Results: Based on a previous survey (2001), the estimated prevalence of dementia in 2008 is for the 50-59, 60-69, 70-79 and above 80 years age-groups are 7%, 29%, 39% and 55%, respectively. That number of people with dementia was 756,000 in 2001 and 917,000 (9% of the total population) in 2008. As for the MMSE categories we can estimate 292,000 patients in the MMSE category 0-19 and 625, 000 in MMSE 20-26 group in 2008. In our cross-sectional survey (2008), 62.5% of the patients had Alzheimer’s disease. The average direct cost per patient was EUR 278 (sd. 532), while the indirect cost per patient amounted to EUR 52 (sd. 187). The average direct cost for the 65-75, the 75-85 and the 85+ age groups were the following: EUR160 (for MMSE groups ‘0-18’ is EUR 223, ‘19-24’ is EUR 89), EUR 283 (for MMSE ‘0-18’ is EUR 399, ’19-24’ is EUR144, ’25-30’ is EUR 52) and EUR 419 (for MMSE ‘0-18’ is EUR 565, ’19-24’ is EUR 257), respectively. At national level, the estimated total direct cost of dementia in 2008 was EUR 255 million (0.25% of the GDP), furthermore EUR 48 million indirect cost (0.05% of GDP).
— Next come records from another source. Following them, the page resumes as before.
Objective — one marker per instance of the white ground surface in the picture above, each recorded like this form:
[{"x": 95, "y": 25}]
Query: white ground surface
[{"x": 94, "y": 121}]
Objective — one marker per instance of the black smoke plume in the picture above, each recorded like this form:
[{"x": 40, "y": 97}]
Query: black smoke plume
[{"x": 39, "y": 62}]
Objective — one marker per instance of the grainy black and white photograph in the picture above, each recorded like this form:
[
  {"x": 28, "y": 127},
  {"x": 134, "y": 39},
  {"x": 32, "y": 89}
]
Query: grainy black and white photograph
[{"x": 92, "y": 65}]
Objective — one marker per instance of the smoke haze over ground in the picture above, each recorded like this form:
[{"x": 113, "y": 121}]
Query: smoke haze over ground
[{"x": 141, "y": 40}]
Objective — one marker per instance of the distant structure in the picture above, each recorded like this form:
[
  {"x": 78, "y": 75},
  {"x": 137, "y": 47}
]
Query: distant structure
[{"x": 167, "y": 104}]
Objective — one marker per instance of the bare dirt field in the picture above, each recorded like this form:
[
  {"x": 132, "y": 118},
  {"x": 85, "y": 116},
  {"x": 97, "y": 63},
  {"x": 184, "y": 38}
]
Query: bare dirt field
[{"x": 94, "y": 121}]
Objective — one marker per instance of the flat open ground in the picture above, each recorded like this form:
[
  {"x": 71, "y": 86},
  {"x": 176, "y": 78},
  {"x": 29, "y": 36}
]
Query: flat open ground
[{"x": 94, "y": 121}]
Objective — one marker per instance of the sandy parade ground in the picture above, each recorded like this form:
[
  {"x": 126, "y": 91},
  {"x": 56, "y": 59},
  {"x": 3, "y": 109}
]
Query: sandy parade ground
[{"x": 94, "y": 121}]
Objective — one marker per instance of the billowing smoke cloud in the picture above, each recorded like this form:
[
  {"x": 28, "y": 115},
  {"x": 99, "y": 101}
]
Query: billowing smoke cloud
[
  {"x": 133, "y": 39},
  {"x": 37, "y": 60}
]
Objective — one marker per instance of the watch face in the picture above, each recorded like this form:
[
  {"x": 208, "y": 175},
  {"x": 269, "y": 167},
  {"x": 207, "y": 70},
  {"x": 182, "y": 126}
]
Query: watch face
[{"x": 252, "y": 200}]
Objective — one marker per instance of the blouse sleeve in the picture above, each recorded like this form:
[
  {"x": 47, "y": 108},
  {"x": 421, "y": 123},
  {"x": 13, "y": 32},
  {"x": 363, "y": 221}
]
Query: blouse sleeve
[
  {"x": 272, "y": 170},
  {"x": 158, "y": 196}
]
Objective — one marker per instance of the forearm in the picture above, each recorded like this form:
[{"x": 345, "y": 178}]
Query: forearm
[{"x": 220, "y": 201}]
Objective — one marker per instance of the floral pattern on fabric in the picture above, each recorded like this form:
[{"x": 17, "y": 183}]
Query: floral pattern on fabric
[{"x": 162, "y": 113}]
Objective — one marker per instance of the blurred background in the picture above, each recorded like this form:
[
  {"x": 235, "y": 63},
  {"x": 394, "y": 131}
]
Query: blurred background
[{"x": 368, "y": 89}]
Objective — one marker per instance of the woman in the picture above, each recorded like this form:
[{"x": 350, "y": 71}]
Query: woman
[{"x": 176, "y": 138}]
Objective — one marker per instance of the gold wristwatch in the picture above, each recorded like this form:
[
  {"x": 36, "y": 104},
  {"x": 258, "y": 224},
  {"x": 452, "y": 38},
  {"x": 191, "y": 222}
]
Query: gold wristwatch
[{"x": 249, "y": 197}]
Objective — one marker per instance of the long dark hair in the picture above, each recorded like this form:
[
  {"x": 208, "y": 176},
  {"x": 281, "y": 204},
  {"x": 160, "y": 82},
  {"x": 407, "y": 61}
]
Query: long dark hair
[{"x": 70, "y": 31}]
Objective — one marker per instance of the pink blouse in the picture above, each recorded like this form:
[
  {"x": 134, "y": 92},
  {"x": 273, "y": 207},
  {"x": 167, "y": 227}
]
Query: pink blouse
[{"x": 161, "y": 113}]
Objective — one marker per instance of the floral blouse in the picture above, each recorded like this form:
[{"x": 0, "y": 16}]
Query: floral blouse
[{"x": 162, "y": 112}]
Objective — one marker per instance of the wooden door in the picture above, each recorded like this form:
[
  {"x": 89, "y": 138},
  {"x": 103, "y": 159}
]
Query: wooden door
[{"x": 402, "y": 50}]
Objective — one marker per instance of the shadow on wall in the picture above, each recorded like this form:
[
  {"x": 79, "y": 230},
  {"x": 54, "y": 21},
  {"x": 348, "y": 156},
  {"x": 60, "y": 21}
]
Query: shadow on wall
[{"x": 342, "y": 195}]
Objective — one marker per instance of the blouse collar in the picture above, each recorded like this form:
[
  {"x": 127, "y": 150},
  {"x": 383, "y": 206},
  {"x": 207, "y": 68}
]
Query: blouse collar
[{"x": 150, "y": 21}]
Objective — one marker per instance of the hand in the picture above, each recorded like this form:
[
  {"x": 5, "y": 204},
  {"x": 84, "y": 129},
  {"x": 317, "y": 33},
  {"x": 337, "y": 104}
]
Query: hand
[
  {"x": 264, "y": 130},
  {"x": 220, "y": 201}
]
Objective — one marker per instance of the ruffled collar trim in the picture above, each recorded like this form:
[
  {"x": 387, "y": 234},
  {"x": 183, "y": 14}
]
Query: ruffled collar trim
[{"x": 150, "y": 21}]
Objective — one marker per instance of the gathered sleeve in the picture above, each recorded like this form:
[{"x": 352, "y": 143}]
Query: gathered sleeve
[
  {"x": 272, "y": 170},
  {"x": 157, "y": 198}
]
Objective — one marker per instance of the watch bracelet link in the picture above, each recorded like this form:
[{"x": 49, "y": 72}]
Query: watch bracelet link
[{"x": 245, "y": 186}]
The changing economic environment of Alzheimer’s disease in France

Paul-Ariel Kenigsberg, Fondation Médéric Alzheimer, France, kenigsberg@med-alz.org

France will implement its new Alzheimer plan in a rapidly changing institutional and financial environment. As most policies are currently being discussed, there is still a great uncertainty about the exact measures that will eventually be implemented, in a context of severe public deficits, further aggravated by the economic crisis.

On an institutional perspective, healthcare and social care will be governed at a regional level by new regional health agencies. Precise limitations for social care still need to be defined. Long-term care will be considered as a new, specific risk for social security, to be administered by a new, specific agency. On a financial perspective, several challenges remain. For healthcare, dementia is recognised as a chronic disease, being 100% covered by the national health insurance system. However, sustainability of this system is challenged by its fast growth (+8% in the number of people with dementia between 2006 and 2007, reflecting a better access to diagnosis and care). For long-term care, a major issue is how to set a proper balance between public and private financing (including revenue, taxes, estate and long-term care insurance). Government and families are not satisfied with the level of out-of-pocket expenses for long-term care. Most people in institutions have an average income of EUR 1,000-1,200 per month, to cover an average cost of EUR 1,500 per month. Several allowances (social, autonomy, housing, tax incentives) overlap each other, and middle income classes do not benefit greatly from this system. The government is considering merging the different allowances into a unique, income-based, degressive one. A fierce public debate has emerged about autonomy allowance to be recovered on estate by local governments after beneficiary’s death, transferring the financial burden to the next generations. A proposed scheme would offer the choice, either to have access to public allowances recovered on estate, or no recovery on estate but no public allowance.

Concerning the Alzheimer plan 2008-2012 itself, financial resources will be drawn from expected savings by national health insurance, through patient co-payment and lower reimbursement of drugs, paramedical interventions and patient transportation. Resources should start with EUR 300 M in 2008, to reach EUR 500 M in 2012.